I washed my 2018 Cruze last weekend & noticed some condensation on my left headlight. 
BTW, what led bulbs did you put in & where did you get them?
Thanks


----------



## alanl11 (Apr 8, 2018)

mean buzzen half dozen said:


> I washed my 2018 Cruze last weekend & noticed some condensation on my left headlight.
> BTW, what led bulbs did you put in & where did you get them?
> Thanks


Anazon

https://www.amazon.com/gp/aw/d/B077B7GJ5J?psc=1&ref=yo_pop_mb_pd_title


These are pretty nice bulbs.Very bright

From reading there are vents in the lights so it's not the dust caps I think the problem is that the LED's dont fet hir enough to warm up the lenses so the housing gets hotter alowing the condensation .

Sent from my SM-G965U using Tapatalk


----------



## idtuner (Jun 2, 2018)

Just picked up my 2018 LT Hatch and it rained today - I noticed that too.... wonder if it will go away or maybe there was a bad batch of headlights out there that are leaky


----------



## 6speedTi (May 18, 2018)

I think it's a manufacturer problem.
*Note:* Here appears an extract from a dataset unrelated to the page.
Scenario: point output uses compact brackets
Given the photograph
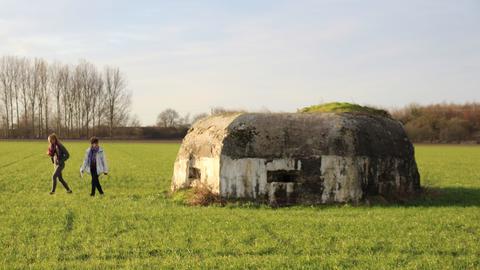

I was at the dealer last week walking around the lot looking at new Cruze vehicles. We had rain here in Florida quite a bit in the last 3 weeks. I noticed a cruze with condensation inside the light assembly. Not a good way to start a relationship with a new soon to be Cruze owner. I'm wondering if it's with both sedan and hatchback models and specific to a model year only.


----------



## jblackburn (Apr 14, 2012)

The headlights are a vented design. The condensation goes away when the headlights are used. 

Sent from my SM-G950U using Tapatalk


----------



## Taxman (Aug 10, 2017)

Like JB sez, turn on those 55W headlamp heaters for a while and it'll clear up.


----------



## alanl11 (Apr 8, 2018)

Taxman said:


> Like JB sez, turn on those 55W headlamp heaters for a while and it'll clear up.


I've switch to LED these dont heat up so much but they work so nice.

Sent from my SM-G965U using Tapatalk


----------



## karmatourer (Jul 6, 2018)

So it's not just mine doing it!!! I took some photos I was so surprised.


----------